L’exil le plus doux
Il y a tout juste 3 ans, je me faisais la malle. Je quittais précipitamment, et sans laisser d’adresse, mon lieu habituel de résidence et surtout son autre occupant, pour chercher refuge chez qui voulait bien m’accueillir pour une durée non déterminée.
Les années se suivant sans se ressembler, je campe chez mon tendre Briouat d’amour aux épices depuis 3 semaines. C’était ça ou le canal Saint-Martin, mais comme ma tente Quechua est à la cave entassée avec tout ce que je possède, j’ai préféré migrer dans le XIème. Un véritable exil qui me conduit à traverser Paris matin et soir alors que je suis l’heureuse propriétaire d’un mini-mignon appartement à 2 pas de mon travail que j’aime énormément, surtout mes collègues. Sauf que l’appartement ne sera vraiment mignon que quand il sera complètement retapé et depuis des semaines, il est blanc comme neige de poussières et de tâches de peinture sur les bâches. Quant à mon appart d’avant, il s’est trouvé une autre locataire.
En raison du léger retard pris par la complète rénovation des lieux, il a fallu se résoudre à une migration complète : mes affaires à la cave, mes meubles sur la terrasse, sous bâche, et moi chez mon Homme bleu de désert chéri au sucre. A l’autre bout de Paris, au 6ème sans ascenseur et à proximité d’un Franprix où l’on ne peut strictement rien acheter pour un dîner un peu trendy, le genre apéro de bourgeoise comme j'aime.

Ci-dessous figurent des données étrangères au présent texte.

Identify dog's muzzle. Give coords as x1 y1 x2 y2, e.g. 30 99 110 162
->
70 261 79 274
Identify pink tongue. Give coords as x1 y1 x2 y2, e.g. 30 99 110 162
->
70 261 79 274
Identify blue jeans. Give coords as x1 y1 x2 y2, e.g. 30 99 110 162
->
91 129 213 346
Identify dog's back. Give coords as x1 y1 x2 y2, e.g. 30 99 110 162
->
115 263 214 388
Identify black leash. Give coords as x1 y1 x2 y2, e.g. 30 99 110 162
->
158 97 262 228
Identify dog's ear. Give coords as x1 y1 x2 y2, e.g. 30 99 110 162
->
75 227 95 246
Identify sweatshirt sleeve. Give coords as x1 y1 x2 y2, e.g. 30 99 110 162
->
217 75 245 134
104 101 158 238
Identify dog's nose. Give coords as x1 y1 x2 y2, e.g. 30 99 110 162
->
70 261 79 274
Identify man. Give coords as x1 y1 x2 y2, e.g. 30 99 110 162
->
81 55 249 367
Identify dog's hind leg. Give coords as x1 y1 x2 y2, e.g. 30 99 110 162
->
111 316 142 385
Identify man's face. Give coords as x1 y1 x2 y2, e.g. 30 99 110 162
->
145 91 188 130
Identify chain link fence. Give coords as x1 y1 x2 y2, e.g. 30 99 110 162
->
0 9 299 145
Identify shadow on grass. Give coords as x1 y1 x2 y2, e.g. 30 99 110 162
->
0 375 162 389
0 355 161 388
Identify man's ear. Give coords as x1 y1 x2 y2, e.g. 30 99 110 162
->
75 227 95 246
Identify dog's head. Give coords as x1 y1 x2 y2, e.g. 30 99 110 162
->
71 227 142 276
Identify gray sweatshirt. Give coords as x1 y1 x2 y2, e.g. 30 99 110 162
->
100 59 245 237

Bref, de quoi se sentir mal dans ses baskets, même si ce sont de jolies Nikes mi tweed que j’ai eu en soldes.
Même pas. On file le parfait amour, on rentre le soir, heureux de se retrouver et on se fait des petits dîners grâce au mini-four que je lui ai cédé. Oui, rendez-vous compte si je suis grave in love, je lui ai donné mon four, durement acquis quand j’ai posé mes valises dans le XV il y a 3 ans, et surtout durement ramené de Darty en équilibre précaire sur mon caddie à roulettes. Pratiquement ma chair et mon sang, mais en four-grill programmable, qui fait aussi bien les rosbeef que les toasts.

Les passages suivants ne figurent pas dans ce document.